Berkaca dari Konflik Rusia-Ukraina: Taiwan Gelar Latihan Militer Terbesar Tahun Ini, Simulasikan Invasi China

JAKARTA - Taiwan akan memanfaatkan pelajaran dari perang di Ukraina dalam latihan militer utamanya tahun ini, dengan fokus pada perang asimetris dan kognitif serta penggunaan cadangan saat berlatih melawan serangan China, kata seorang perwira tinggi, Rabu.

Taiwan, yang diklaim oleh China sebagai wilayahnya sendiri, telah meningkatkan tingkat kewaspadaannya sejak invasi Rusia ke Ukraina, mewaspadai Beijing akan melakukan langkah serupa terhadap mereka, meski telah melaporkan tidak ada tanda-tanda ini akan terjadi.

Pelajaran apa yang dapat dipetik dari perang telah diperdebatkan secara luas di Taiwan, dan didiskusikan dengan Amerika Serikat, menurut Menteri Pertahanan Taiwan.

Lin Wen-huang, kepala departemen operasi gabungan Kementerian Pertahanan Taiwan, mengatakan latihan Han Kuang tahun ini, yang mensimulasikan invasi China dan merupakan latihan perang tahunan terbesar Taiwan, akan "mengambil pengalaman" dari perang Ukraina.

"Tentu saja, kami akan terus mencermati perang Rusia-Ukraina dan pergerakan militer Komunis China, dan akan melakukan latihan," katanya kepada wartawan, melansir Reuters 27 April.

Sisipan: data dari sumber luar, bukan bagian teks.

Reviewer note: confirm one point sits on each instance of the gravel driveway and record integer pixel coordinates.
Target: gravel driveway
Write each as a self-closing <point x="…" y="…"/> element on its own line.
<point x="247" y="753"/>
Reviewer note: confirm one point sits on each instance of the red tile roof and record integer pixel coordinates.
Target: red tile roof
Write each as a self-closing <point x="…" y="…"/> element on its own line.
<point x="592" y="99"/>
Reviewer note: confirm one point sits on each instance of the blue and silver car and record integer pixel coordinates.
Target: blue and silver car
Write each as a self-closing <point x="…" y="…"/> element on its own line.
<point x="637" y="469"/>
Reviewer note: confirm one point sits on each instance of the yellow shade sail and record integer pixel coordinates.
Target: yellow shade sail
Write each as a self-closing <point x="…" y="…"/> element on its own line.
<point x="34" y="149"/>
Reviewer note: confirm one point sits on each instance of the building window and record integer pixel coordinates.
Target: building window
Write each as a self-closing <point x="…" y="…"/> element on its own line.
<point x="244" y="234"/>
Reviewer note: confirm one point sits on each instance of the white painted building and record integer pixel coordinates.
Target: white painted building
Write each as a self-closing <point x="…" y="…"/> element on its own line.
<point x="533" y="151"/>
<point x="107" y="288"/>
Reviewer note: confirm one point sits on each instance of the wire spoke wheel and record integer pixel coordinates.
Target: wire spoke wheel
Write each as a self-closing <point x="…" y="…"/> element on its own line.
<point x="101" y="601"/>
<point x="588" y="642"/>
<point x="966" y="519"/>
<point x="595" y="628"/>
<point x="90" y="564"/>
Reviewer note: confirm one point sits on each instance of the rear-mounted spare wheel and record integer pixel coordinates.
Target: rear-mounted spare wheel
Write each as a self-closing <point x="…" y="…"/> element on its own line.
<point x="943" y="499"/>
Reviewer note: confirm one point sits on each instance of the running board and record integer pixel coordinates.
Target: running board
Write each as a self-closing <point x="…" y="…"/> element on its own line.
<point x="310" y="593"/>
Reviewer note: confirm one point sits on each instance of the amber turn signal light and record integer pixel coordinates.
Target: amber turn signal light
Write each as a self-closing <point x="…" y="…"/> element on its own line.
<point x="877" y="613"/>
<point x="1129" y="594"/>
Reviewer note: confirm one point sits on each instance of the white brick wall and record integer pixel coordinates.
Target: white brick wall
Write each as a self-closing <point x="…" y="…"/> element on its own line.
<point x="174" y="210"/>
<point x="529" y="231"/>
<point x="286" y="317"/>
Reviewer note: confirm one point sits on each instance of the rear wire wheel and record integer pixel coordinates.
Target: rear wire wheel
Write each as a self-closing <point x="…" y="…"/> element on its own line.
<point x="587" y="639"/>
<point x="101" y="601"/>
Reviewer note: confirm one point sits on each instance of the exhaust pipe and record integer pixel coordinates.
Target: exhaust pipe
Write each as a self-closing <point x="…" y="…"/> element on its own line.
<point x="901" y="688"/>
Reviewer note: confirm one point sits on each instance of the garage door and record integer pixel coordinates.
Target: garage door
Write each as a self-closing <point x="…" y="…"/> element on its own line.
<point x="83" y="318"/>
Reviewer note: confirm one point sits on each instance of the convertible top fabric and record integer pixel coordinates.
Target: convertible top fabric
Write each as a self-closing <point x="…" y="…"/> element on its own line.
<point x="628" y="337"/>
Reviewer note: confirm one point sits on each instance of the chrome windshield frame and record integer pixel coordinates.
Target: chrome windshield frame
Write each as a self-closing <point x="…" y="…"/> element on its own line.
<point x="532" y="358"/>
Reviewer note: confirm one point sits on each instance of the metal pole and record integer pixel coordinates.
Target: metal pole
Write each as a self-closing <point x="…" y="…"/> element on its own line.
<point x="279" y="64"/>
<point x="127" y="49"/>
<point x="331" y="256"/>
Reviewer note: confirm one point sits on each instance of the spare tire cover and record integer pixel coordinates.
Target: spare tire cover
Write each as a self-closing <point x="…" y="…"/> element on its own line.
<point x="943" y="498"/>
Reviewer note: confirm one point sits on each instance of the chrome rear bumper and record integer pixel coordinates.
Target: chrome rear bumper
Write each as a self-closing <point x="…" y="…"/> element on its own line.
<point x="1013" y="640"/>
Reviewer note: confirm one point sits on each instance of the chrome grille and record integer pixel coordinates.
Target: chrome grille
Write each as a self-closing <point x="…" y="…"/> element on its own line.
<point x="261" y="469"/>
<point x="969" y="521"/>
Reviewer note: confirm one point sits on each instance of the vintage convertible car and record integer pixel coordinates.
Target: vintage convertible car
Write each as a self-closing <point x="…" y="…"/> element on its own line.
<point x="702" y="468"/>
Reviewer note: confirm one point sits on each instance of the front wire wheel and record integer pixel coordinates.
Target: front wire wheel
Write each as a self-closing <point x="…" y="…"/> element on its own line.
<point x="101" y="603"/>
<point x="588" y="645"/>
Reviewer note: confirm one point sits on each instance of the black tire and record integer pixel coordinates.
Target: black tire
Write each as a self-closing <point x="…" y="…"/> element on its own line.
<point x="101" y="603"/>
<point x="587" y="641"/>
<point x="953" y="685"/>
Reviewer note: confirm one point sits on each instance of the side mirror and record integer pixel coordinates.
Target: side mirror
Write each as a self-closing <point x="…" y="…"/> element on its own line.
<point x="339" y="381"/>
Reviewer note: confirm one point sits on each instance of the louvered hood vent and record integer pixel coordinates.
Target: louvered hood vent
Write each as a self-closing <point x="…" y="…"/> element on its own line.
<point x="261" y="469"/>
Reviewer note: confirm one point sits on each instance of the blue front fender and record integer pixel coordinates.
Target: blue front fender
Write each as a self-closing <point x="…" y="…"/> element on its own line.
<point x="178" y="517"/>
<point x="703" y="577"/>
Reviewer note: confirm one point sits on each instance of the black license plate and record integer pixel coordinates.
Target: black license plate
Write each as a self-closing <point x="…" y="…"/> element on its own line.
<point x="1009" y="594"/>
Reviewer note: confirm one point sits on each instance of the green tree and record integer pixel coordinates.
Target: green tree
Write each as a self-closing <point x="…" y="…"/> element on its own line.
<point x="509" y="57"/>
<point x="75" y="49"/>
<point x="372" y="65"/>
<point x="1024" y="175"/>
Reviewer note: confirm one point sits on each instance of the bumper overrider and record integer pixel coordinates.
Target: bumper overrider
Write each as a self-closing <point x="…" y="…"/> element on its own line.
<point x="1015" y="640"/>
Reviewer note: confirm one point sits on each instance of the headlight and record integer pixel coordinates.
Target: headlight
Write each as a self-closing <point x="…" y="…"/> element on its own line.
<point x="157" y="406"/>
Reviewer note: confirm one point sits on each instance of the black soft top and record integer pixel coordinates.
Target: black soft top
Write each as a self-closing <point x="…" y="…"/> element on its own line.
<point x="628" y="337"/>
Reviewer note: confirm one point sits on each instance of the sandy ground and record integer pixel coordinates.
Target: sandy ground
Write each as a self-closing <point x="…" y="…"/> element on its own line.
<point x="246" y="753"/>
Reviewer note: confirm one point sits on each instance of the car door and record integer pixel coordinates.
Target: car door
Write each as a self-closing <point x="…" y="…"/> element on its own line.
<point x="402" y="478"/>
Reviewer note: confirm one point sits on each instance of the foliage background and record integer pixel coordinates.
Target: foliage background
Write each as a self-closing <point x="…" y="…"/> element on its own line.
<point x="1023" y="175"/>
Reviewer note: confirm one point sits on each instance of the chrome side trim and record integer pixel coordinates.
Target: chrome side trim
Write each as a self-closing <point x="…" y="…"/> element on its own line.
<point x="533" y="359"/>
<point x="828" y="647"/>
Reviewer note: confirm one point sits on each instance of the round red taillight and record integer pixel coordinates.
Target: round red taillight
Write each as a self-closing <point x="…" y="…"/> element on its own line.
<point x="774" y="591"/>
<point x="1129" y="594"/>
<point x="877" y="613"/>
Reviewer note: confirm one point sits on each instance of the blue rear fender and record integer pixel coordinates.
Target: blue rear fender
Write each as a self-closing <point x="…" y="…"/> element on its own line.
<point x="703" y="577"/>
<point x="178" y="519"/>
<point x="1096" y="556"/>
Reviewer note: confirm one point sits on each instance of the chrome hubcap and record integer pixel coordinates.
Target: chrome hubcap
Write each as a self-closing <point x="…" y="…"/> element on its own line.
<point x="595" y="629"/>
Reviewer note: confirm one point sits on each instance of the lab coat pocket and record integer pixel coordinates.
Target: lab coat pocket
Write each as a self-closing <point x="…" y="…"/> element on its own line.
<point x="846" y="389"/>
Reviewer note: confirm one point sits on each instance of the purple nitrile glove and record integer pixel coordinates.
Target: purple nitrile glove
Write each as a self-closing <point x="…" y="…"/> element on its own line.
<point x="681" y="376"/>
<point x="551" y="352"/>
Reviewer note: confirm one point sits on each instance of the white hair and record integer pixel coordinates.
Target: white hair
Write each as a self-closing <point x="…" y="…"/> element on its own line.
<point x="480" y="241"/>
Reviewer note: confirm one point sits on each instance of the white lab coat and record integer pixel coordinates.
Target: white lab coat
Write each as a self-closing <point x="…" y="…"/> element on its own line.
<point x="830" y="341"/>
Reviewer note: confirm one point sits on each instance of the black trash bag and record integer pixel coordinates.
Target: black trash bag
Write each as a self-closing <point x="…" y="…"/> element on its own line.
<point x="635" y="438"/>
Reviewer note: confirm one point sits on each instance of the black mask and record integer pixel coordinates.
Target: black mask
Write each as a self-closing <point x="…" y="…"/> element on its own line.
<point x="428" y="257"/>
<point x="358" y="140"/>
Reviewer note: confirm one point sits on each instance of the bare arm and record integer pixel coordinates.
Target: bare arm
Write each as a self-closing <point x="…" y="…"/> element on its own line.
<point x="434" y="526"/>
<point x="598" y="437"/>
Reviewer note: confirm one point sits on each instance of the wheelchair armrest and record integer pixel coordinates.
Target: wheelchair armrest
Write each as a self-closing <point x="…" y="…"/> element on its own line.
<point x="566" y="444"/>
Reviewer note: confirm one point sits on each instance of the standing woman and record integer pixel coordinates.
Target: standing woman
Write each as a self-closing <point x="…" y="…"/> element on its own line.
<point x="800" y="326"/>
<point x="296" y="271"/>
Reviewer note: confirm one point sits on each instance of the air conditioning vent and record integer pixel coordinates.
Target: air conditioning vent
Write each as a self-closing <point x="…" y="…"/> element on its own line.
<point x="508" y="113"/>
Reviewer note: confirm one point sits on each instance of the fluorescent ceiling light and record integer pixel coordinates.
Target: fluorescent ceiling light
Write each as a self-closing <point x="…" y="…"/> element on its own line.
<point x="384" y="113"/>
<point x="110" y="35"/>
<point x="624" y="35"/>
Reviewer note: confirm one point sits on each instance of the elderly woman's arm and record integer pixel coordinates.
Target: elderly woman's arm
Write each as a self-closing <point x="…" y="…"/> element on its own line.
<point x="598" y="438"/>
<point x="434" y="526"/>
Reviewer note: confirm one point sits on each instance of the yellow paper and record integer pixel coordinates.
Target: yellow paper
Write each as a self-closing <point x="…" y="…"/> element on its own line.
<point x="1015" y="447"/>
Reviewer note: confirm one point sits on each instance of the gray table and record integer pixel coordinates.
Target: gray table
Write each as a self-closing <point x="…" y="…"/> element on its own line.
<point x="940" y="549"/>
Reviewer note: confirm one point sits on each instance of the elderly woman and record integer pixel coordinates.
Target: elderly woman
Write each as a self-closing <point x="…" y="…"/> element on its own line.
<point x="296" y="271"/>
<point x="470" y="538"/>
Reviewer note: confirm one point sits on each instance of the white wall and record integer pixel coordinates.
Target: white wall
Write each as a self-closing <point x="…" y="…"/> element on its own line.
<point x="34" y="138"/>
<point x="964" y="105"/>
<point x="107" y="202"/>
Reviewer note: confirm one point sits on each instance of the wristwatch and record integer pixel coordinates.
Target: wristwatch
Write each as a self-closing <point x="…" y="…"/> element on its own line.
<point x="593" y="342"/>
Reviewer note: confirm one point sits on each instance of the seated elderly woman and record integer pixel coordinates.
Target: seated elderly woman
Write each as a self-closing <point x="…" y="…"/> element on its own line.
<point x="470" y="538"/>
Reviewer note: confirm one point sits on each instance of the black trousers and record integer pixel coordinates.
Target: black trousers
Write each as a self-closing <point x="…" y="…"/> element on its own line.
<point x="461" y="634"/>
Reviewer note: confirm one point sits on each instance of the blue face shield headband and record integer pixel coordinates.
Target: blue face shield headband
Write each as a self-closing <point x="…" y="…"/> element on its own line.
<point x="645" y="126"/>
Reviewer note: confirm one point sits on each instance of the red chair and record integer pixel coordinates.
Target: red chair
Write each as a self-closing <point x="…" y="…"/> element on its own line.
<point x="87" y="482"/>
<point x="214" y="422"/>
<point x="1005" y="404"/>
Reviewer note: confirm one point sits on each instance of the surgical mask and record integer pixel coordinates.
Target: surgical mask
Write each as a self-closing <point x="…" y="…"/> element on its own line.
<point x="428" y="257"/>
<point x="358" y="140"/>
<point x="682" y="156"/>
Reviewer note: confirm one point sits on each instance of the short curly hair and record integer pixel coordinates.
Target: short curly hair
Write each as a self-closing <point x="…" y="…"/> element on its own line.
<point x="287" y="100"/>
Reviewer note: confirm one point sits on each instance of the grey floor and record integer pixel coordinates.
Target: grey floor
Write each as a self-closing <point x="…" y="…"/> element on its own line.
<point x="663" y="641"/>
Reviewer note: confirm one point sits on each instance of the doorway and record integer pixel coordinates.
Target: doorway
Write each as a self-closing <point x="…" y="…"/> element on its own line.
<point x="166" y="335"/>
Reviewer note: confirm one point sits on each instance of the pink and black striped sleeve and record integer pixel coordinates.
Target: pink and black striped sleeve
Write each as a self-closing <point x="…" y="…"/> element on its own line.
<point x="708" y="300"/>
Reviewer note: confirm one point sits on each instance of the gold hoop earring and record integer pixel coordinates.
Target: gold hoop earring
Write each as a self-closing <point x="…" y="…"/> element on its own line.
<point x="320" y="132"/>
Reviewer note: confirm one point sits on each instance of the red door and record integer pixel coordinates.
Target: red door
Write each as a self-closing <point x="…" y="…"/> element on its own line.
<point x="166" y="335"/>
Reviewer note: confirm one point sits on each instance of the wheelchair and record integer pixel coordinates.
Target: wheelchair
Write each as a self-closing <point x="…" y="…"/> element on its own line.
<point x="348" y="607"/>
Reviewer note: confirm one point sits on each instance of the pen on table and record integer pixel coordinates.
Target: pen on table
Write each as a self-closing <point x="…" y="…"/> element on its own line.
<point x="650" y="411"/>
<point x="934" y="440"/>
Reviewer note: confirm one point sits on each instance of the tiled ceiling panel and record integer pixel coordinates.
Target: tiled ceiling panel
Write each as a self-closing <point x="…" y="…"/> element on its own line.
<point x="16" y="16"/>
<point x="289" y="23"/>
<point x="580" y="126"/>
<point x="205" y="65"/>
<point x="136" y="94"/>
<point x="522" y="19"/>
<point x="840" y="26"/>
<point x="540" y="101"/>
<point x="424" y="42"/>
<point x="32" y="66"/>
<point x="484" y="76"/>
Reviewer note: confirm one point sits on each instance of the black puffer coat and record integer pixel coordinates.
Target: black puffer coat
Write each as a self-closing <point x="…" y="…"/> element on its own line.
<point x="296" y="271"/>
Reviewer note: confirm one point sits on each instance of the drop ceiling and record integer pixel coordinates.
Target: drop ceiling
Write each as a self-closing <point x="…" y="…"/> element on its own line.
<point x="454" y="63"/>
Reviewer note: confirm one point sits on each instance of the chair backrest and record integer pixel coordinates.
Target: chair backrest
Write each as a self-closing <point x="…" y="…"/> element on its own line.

"Dengan mempertimbangkan pelajaran dari perang Rusia-Ukraina, militer akan terus maju untuk meningkatkan penggunaan perang asimetris, perang kognitif, operasi perang informasi dan elektronik, dan penggunaan cadangan dan kekuatan penuh bangsa," terangnya.

Ilustrasi latihan pasukan khusus Taiwan. (Wikimedia Commons/總統府)

Taiwan sendiri diketahui telah mereformasi kekuatan cadangannya, untuk membuat mereka lebih efektif dalam pertempuran, tugas yang diberikan lebih mendesak oleh perang Ukraina.

Diketahui, Rusia mengirim puluhan ribu tentara ke Ukraina pada 24 Februari dalam apa yang disebutnya "operasi khusus" untuk menurunkan kemampuan militernya dan membasmi apa yang disebutnya nasionalis berbahaya.

Pasukan Ukraina telah melakukan perlawanan keras dan Barat telah memberlakukan sanksi besar-besaran terhadap Rusia dalam upaya untuk memaksanya menarik pasukannya.

Perang kognitif mengacu pada bagaimana informasi dapat memengaruhi moral, sesuatu yang Taiwan katakan sudah dihadapinya dari China. Sementara, perang asimetris adalah tentang mengerahkan senjata yang sangat mobile dan terkadang berteknologi rendah yang sulit dihancurkan, tapi dapat memberikan serangan presisi.

Amerika Serikat, pendukung internasional terpenting dan pemasok senjata Taipei, juga telah menyaksikan dampak strategis bagi Taiwan dari perang Ukraina, dan mempertimbangkan bagaimana pulau itu harus mempersiapkan diri untuk invasi oleh China.

Washington telah membantu melatih personel militer Taiwan, meskipun jarang dipublikasikan. Sejumlah kecil pasukan AS berada di Taiwan untuk berlatih dengan tentara Taiwan, kata Presiden Tsai Ing-wen dalam sebuah wawancara dengan CNN pada Bulan Oktober.

Sementara itu, China telah menolak perbandingan apa pun antara Ukraina dan Taiwan, dengan mengatakan bahwa Taiwan adalah bagian dari China dan bukan negara merdeka. Kendati, China telah meningkatkan tekanan militernya terhadap Taiwan selama dua tahun terakhir ini.

Adapun Taiwan menolak klaim kedaulatan China dan mengatakan hanya penduduk pulau itu yang dapat memutuskan masa depan mereka.